Jim Stevenson

Personal information
- Date of birth: 1935
- Place of birth: Falkirk, Scotland
- Date of death: 2 March 2009 (aged 73–74)
- Place of death: Mitcheldean, England
- Positions: Wing half; centre half;

Senior career*
- Years: Team / Apps / (Gls)
- 1953–1954: Dumbarton / 2 / (0)
- 1954–1955: Camelon Juniors
- 1955–1959: Dundee / 10 / (0)
- 1956–1958: → RAF Kirkham (loan)
- 1959–1963: Dunfermline Athletic / 30 / (0)
- –: Cheltenham Town

= Jim Stevenson (footballer, born 1935) =

Scottish footballer

Jim Stevenson (1935 – 2 March 2009) was a Scottish footballer who played for Dundee, Dunfermline Athletic and Cheltenham Town.

He started his playing career as a wing half, featuring briefly for Dumbarton then played for junior side Camelon Juniors before being signed by Dundee, making 10 appearances in 1955–56 before he was required to undertake two years of national service in the Royal Air Force where he played for RAF Kirkham.
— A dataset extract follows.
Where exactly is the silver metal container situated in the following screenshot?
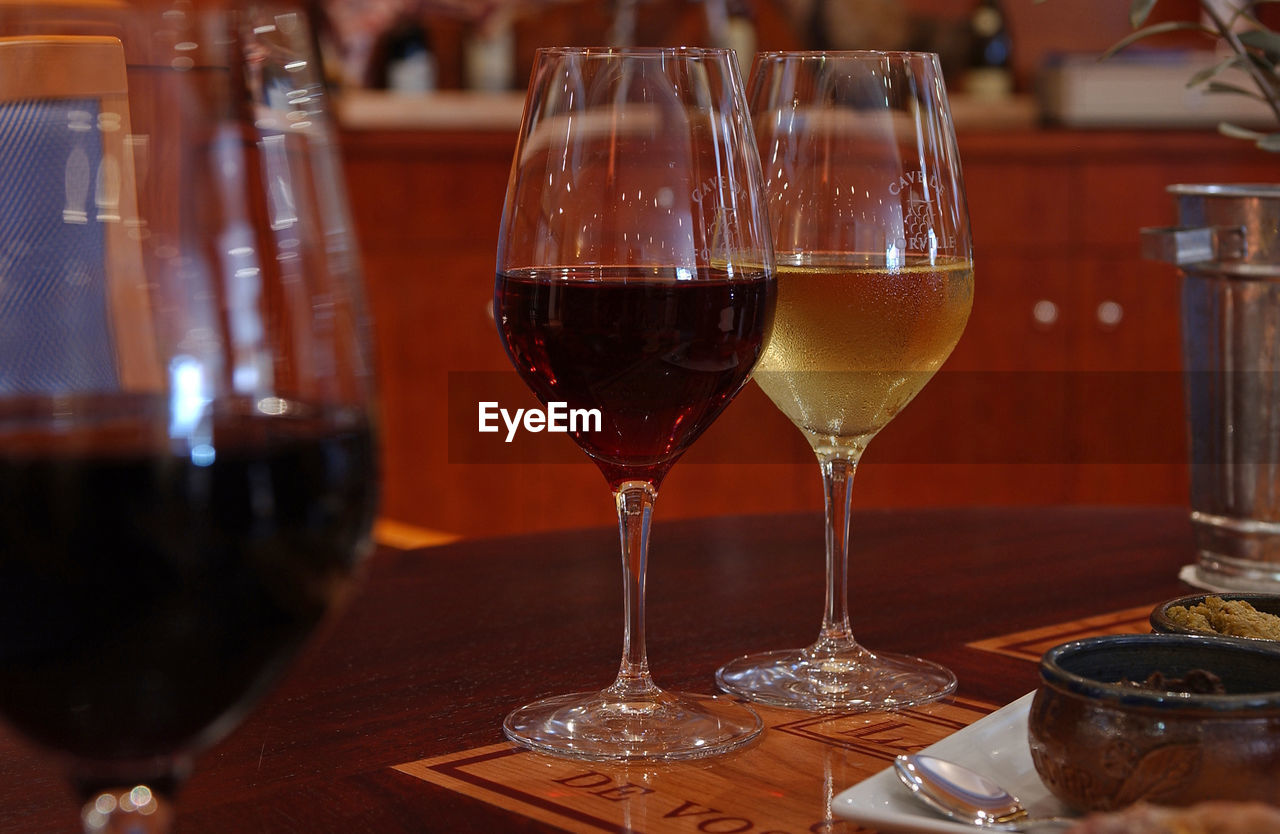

Eventually released by Dundee, he joined Dunfermline Athletic in October 1959, becoming the club's first choice centre half. 3 December 1960 saw Stevenson break his leg, an injury which caused him to miss Dunfermline winning the Scottish Cup.

His return to the team came almost a year after the injury on 2 September 1961 in a reserve game against Motherwell and he was eventually recalled to the first team in a 9–0 cup win over Wigtown & Bladnoch on 27 January 1962. However, manager Jock Stein brought in Jim McLean who successfully filled the defensive role along with George Miller, and Stevenson was eventually released at the end of 1962–63.

After leaving Dunfermline Athletic he and his wife Joyce moved to England, settling in Cheltenham; he played for non-league Cheltenham Town and started working as an Electronics Engineer with Smith Industries Aviation. After retiring from football he refused to go into coaching and eventually retired from his job at Smith's.

Stevenson had for a number of years suffered from Alzheimer's Disease and had spent the last three years of his life in a Gloucestershire nursing home. He died on 2 March 2009 at the nursing home in Mitcheldean.